I have tried all the register_callback defined in the list of plugin.def. Now I need to determine which plugin to use at which stage of compilation. The following are my questions:
1) May I know what are the source codes related to generating the RTL tree 2) Is it possible to have my plugin intercept between the stages of GIMPLE or RTL? Thanks. Thanks
You might consider coding your GCC extension with MELT which has some few documentation regarding your question. The MELT documentation page has several links to internal and external resources, and has some tutorials on how to use MELT to extend GCC. So it is also a roadmap (for several weeks of reading).
GCC run hundreds of "optimization passes". Most of them are transforming some form of Gimple into some other form of Gimple, and very probably you also want to do that (I probably don't recommend working at the RTL level). You should look at David Malcom's table of passes.
The question "where to insert my pass" is difficult to answer, and depends so much on why (and what for) do you want to customize GCC (intuitively, favor Gimple optimizations over RTL ones). Running some relevant example source code with -fdump-tree-all
could help you understanding what is happening (caveat the numbering of dump files is meaningless).

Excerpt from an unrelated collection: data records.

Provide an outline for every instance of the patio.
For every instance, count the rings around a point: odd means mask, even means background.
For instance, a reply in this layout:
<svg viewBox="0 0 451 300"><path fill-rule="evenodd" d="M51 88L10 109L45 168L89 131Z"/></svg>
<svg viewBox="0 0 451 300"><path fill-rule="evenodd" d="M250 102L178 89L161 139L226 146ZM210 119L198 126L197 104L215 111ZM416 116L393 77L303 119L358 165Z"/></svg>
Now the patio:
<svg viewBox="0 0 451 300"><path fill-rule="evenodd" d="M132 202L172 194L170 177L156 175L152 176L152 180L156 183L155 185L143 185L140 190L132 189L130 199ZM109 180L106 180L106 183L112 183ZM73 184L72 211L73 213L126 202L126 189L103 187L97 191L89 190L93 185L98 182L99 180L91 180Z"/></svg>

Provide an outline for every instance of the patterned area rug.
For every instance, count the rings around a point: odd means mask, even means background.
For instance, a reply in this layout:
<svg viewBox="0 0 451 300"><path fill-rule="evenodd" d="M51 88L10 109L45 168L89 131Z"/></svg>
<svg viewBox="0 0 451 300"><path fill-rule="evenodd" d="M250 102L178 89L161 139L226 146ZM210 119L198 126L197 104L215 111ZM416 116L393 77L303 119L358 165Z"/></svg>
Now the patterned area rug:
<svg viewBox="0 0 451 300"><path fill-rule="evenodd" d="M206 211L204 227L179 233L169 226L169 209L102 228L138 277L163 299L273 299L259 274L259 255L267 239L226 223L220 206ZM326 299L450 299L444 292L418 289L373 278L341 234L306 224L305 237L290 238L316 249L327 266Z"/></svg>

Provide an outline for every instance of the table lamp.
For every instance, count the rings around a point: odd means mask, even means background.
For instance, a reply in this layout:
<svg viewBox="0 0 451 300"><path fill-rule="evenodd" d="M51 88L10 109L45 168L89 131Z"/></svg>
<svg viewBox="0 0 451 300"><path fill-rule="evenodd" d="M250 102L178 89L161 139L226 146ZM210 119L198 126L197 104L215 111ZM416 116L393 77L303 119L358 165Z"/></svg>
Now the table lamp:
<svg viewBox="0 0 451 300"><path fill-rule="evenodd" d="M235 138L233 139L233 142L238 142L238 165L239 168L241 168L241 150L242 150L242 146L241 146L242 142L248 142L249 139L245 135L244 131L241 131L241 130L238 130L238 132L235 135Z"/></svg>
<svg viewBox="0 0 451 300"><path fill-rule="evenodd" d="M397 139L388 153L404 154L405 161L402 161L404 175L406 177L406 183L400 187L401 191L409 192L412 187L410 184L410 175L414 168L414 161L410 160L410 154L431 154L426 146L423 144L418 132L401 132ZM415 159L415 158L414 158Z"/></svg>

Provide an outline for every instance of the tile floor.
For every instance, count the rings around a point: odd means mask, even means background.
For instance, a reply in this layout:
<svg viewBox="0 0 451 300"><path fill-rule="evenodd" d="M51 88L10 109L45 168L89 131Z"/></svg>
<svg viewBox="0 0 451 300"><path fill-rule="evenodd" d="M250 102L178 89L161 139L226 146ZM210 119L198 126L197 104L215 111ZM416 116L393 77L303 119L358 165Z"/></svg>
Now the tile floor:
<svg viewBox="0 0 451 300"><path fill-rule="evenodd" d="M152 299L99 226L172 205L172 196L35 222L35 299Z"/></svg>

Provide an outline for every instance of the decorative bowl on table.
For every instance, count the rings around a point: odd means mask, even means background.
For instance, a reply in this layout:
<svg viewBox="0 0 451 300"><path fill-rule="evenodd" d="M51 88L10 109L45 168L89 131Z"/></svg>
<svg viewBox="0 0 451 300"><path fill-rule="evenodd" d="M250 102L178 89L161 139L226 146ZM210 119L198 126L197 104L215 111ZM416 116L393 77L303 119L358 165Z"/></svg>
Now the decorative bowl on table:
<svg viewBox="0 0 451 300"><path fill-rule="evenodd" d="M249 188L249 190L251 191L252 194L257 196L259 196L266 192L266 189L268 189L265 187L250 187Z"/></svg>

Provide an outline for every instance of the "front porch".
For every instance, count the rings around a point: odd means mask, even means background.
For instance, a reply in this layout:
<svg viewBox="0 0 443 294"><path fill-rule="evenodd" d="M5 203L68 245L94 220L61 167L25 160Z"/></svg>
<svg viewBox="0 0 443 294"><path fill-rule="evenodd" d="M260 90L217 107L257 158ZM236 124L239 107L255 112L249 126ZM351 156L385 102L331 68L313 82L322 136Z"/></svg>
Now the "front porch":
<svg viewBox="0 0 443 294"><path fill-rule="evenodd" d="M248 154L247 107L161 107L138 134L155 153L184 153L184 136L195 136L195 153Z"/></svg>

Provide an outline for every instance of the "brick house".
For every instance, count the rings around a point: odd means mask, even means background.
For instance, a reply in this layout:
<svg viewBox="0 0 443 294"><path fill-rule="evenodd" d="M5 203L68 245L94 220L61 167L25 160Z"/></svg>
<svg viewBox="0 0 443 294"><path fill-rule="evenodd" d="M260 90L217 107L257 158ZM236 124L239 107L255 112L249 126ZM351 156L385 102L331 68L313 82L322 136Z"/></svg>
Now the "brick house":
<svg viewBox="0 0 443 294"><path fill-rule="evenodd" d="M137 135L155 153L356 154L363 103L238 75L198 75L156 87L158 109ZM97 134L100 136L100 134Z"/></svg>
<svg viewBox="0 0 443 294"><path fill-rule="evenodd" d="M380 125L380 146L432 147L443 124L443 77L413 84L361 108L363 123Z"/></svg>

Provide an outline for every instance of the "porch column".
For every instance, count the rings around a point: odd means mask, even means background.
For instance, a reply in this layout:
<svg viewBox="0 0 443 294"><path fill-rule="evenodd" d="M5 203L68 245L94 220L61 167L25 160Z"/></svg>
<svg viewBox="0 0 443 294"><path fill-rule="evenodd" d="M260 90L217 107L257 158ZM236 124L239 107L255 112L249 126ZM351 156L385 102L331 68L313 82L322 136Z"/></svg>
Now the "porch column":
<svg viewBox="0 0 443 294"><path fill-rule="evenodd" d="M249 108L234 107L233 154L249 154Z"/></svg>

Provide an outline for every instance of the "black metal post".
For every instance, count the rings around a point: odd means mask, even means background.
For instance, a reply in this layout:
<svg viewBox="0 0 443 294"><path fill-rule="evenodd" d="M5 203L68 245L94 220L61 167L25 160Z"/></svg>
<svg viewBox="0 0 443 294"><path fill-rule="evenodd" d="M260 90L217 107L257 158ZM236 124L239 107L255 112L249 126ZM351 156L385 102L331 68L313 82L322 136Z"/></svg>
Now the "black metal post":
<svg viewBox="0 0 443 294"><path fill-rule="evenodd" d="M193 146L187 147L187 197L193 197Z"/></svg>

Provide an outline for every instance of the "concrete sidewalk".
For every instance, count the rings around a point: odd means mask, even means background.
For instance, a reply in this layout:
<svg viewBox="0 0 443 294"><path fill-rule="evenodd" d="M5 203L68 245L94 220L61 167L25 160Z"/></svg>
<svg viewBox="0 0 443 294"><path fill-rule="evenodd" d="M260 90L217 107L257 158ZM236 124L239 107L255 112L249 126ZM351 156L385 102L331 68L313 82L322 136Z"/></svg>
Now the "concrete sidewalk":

Whatever approach you use in extending GCC (e.g. your GCC plugins written in C++, your GCC extensions coded for the GCC Python plugins, your GCC extensions coded in MELT), it is difficult because you need to understand a lot about GCC internal behavior. You'll probably need several weeks of work, even for a very simple thing.
FWIW, register allocation is very complex inside GCC, and has been rewritten several times. You'll need years to understand its details (and I certainly don't understand anything about the register allocator). Perhaps you just want to add some explicit reg vars in your pass.... (probably before gimplification, or on some high-level gimple).
You might consider your needs as writing some new backend for GCC (probably, several months, or perhaps a year, of work if you are a GCC newbie), leveraging on the existing register allocator. You'll better then patch your own GCC instead of just adding plugins. Then be sure to interact with the GCC community, e.g. describe much more your project on gcc@gcc.gnu.org
and what you have tried so far. Publish your GCC fork (at least on github) while you are working on it (and budget several months of full time work for that, and probably more than a year).
Coding a competitive register allocator for GCC (designed to work for many target processors!) is nearly the work of a life time (and certainly needs many years of full-time work).